Хайдеггер и «евреи». Исследование феномена - страница 15
В соответствии с подобающим этой работе уважением нужно утверждать, что нет никакой литературной или художественной истории – в той степени, в какой имеется история познания, – а есть лишь historia, расследование. Каждое письмо достойное этого имени, завязывает битву с Ангелом и в лучшем случае выходит из нее охромевшим. В писателе присутствует ненависть к литературе, в художнике – к искусству, эта ненависть есть любовь к тому, что искусство и литература прикрывают, его представляя, и что нужно вновь предъявить, то есть представить, и заново скрыть. Пытаешься выслушать и заставить выслушать тайную аффектацию, ту, что ничего не говорит, себя распускаешь, себя истощаешь. Письмо нулевой степени. Всегда так и было, иначе и быть не может. Иначе мы бы никогда не писали и не рисовали, мы бы только и делали, что за письмом и живописью забывали, а всю литературу и живопись следовало бы отнести на счет симптома, вторичного вытеснения. Но дело в том, что проблематика непредставимого появляется как таковая, и уже давно, вместе с вопросом о возвышенном.

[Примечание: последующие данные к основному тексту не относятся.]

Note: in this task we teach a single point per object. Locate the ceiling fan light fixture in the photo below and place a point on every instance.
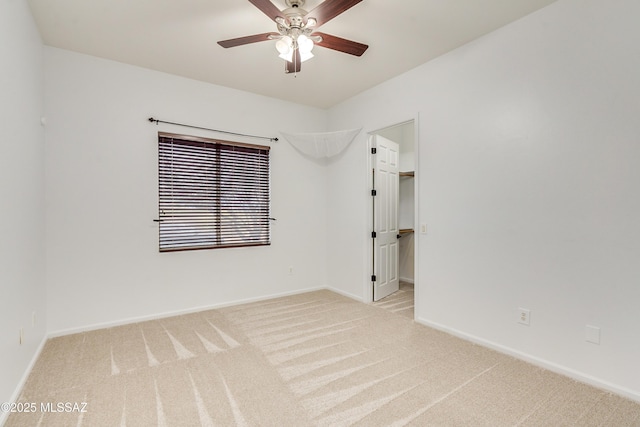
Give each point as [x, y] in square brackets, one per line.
[305, 44]
[284, 46]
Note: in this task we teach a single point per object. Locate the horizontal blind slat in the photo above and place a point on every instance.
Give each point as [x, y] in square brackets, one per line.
[212, 194]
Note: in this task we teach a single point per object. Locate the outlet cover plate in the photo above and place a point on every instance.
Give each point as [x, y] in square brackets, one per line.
[524, 316]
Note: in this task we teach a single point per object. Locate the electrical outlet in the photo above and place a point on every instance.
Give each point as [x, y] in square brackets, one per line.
[592, 334]
[524, 315]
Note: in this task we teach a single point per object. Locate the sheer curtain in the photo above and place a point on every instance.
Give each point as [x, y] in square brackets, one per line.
[322, 144]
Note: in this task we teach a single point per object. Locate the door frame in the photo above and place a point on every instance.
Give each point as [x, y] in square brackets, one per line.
[368, 286]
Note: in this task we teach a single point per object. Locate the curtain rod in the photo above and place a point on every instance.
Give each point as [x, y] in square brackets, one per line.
[151, 119]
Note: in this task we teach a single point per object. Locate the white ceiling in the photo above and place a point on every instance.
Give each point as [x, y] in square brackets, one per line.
[179, 37]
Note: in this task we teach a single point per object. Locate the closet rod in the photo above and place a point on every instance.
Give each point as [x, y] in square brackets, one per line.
[152, 120]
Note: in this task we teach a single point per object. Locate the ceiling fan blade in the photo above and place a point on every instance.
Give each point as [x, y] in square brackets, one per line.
[246, 40]
[329, 9]
[295, 66]
[267, 8]
[340, 44]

Очевидно, пытаются (в частности, «романтики», спекулятивная мысль) ее закрыть, вторично вытеснить сам ее предмет, превращая все это в эстетику (диалектическую, ироническую, юмористическую, щегольскую). Тогда как с этим странным понятием, каковое через Лонгина и Буало пришло к нам не от греков, а от евреев и христиан, на карту ставится собственно тезис, сама позиция aticmecuca, возможность и уместность прекрасного и, следовательно, классическая поэтика (включая сюда и трагедию) в смысле Аристотеля. И даже уместность мира, какого бы то ни было мира, для того, что пребывает в поисках непредставимого. Мира, который трогает, эстетического мира. Ибо непредставимое нетронуто, оно будет предшествовать любому прикосновению и не будет ни из мира, ни в мире.

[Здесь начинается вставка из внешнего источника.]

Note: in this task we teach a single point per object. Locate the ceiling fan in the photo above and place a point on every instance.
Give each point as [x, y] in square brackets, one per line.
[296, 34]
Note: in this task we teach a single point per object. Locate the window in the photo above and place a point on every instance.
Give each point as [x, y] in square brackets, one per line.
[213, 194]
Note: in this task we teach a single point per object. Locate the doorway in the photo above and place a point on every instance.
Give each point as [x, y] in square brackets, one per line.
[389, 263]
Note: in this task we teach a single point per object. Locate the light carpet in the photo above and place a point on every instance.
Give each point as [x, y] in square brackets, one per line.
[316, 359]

Не случайно «не знаю что» (другое имя тайной аффектации) расшатывает якобы известное риторической (греческой и латинской) традиции об искусстве убеждения, как не случайно, в частности, и то, что вместе с Раненом, Бугуром и Фенелоном оно пересматривает вопрос об искусстве христианской проповеди. Как заставить почувствовать присутствие, каковое является непредставленным бессознательным, если довольствуешься при этом манипуляцией «изображениями», предназначенными убеждать и которые могут быть лишь представленческими компромиссами, в которых присутствие заставляет себя изображать и тем самым не узнавать. Айстесис может только вытеснять истину пафоса (которая не патетична), как церковная пышность вытесняет присутствующего в сердце Христа. Контрреформация, янсенизм, движение к бедности, чтобы приблизиться к бездонной нищете. Иисус не истинен, потому-что он прекрасен. Он даже чувственно не ощутим, его воплощение не есть его присутствие в мире, оно – наши хлынувшие от радости слезы. Стало быть, возвышенное, неощутимая аффектация, ощутимое только сердцем присутствие. Как оно может предстать во плоти, если проповедник о нем только говорит? Не ему вызвать слезы. Плачут по благодати.

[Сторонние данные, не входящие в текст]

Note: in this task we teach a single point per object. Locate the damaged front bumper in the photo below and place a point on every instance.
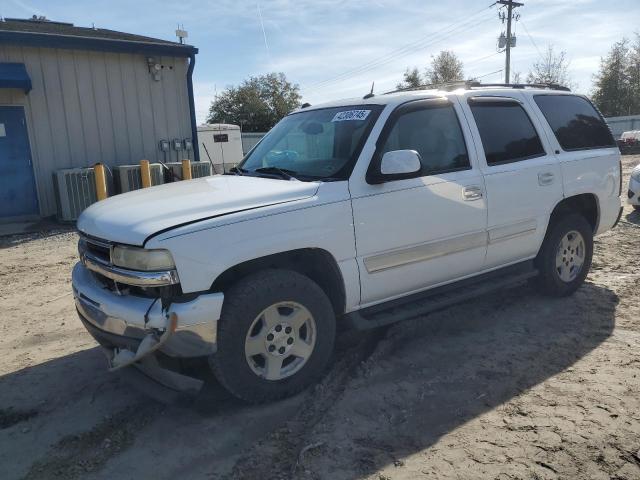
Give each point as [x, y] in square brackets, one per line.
[132, 327]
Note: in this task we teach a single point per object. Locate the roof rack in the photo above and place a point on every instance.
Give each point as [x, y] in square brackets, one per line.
[470, 84]
[550, 86]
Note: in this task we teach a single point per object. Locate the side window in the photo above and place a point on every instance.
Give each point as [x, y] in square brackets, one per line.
[506, 130]
[435, 133]
[575, 123]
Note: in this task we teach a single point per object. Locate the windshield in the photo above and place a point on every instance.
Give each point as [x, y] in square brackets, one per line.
[313, 145]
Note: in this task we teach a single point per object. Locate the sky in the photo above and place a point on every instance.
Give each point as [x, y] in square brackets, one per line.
[337, 48]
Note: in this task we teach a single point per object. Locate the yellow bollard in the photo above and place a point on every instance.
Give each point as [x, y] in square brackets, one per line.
[101, 181]
[186, 169]
[145, 173]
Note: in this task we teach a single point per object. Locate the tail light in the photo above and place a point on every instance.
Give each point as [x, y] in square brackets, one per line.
[620, 176]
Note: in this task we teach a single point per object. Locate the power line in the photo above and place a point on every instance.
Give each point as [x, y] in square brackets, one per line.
[396, 54]
[532, 41]
[403, 51]
[507, 64]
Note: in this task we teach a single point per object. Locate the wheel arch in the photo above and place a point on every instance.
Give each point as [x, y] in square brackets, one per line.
[586, 204]
[315, 263]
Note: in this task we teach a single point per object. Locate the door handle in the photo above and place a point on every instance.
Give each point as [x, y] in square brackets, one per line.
[545, 178]
[471, 193]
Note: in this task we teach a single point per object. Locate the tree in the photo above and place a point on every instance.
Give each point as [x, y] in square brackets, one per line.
[551, 68]
[445, 67]
[612, 86]
[411, 79]
[257, 104]
[633, 75]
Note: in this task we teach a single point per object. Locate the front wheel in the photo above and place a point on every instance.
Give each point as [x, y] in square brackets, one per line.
[564, 259]
[275, 336]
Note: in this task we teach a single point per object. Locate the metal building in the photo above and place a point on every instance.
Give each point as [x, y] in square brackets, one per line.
[73, 96]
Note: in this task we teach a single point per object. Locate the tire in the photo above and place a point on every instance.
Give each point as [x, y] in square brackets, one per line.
[563, 280]
[255, 308]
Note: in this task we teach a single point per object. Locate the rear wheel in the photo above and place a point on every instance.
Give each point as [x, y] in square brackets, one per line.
[275, 336]
[564, 259]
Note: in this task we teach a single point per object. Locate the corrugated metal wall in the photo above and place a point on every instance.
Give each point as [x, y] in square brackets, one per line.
[88, 107]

Агония риторики и поэтики возвещает беспорядочное отступление литературных и даже дискурсивных жанров. Взять хотя бы уже Дидро. То есть прагматических конечных целей, адресов, во всех смыслах слова предназначенных породить конечное состояние у своих адресатов. Высвобожденное этим отступлением, возникает письмо, не адресующееся к кому-то и к тому, чем он должен в конце концов быть, а подталкивавмое несказанным и неизобразимым и притягиваемое к нему ценой худших «оплошностей». Траур по проекту произвести революционный переворот, обратить другого чтением и взглядом. От письма и возвышенного ожидать переворота не приходится. Как, впрочем, и миссионерский проект, революционная программа не может найти себе места в традиции «евреев». И в том, и в другом случае не во власти духа основать, установить, учредить или реставрировать аутентичность, подлинность. Основать подлинным образом. Это, напротив, не имеет никакого смысла. Потому что его здесь чересчур много. Все перегружено смыслом и чрезмерно облегчено от бессмыслия.